The description has been given with respect to preferred embodiments only for the purpose of understanding and for disclosing the objects and enabling of the invention and is not restricted by the same. All variations and modifications obvious and identifiable by skilled person are part of this specification. The applicant will also rely on the provisional specification and drawings as part of this specification.

Claims

We claim:

1. A positioning system for providing a real time update on the estimated positioning of an ultrasonic probe in a 3D component.

positioning an ultrasonic generator near an inspection probe in the 3D surface.

generating an ultrasonic guided wave in the generator in the form of guided wave mode which is generated in an “omni-direction” which guided waves travel along the surface of the 3D component.

positioning a plurality of ultrasonic receiver probes along the length of the 3D component at specific points based on a selective calculation of optimized apriori.

2. The positioning system as claimed in claim 1, wherein the most preferred guided waves is Rayleigh waves.

3. The positioning system as claimed in claim 1, wherein the said receiver probes are magnetically attached to the surface of the pipe.
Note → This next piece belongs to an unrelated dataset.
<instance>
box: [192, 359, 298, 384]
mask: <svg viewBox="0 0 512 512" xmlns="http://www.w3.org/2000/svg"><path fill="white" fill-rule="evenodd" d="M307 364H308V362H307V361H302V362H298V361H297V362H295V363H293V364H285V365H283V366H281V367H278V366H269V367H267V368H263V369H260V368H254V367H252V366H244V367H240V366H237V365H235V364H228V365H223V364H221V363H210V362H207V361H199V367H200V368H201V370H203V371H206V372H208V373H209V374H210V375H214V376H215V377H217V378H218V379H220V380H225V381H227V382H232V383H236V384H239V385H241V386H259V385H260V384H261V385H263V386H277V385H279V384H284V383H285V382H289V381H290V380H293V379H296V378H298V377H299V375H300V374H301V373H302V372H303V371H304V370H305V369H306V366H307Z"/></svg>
4. The positioning system as claimed in claim 1, wherein the transmitter probes are mechanically identical to receiver probes.

5. The positioning system as claimed in claim 1, wherein the transmitter probes are mechanically not identical to receiver probes.

6. The positioning system as claimed in claim 1, wherein the electronics in transmitter probes are different from the electronics in receiver probes.

7. The positioning system as claimed in claim 1, wherein the PZT crystal in transmitter probes are different from the PZT crystal in receiver probes.

8. The positioning system as claimed in claim 1, wherein the probes are adapted such that the waves are transmitted into a conical wave guide and the end of the wave guide is either pointed or annular.

9. The positioning system as claimed in claim 1, wherein the probe transmits waves which will manifest a point source or an annular line source on the component.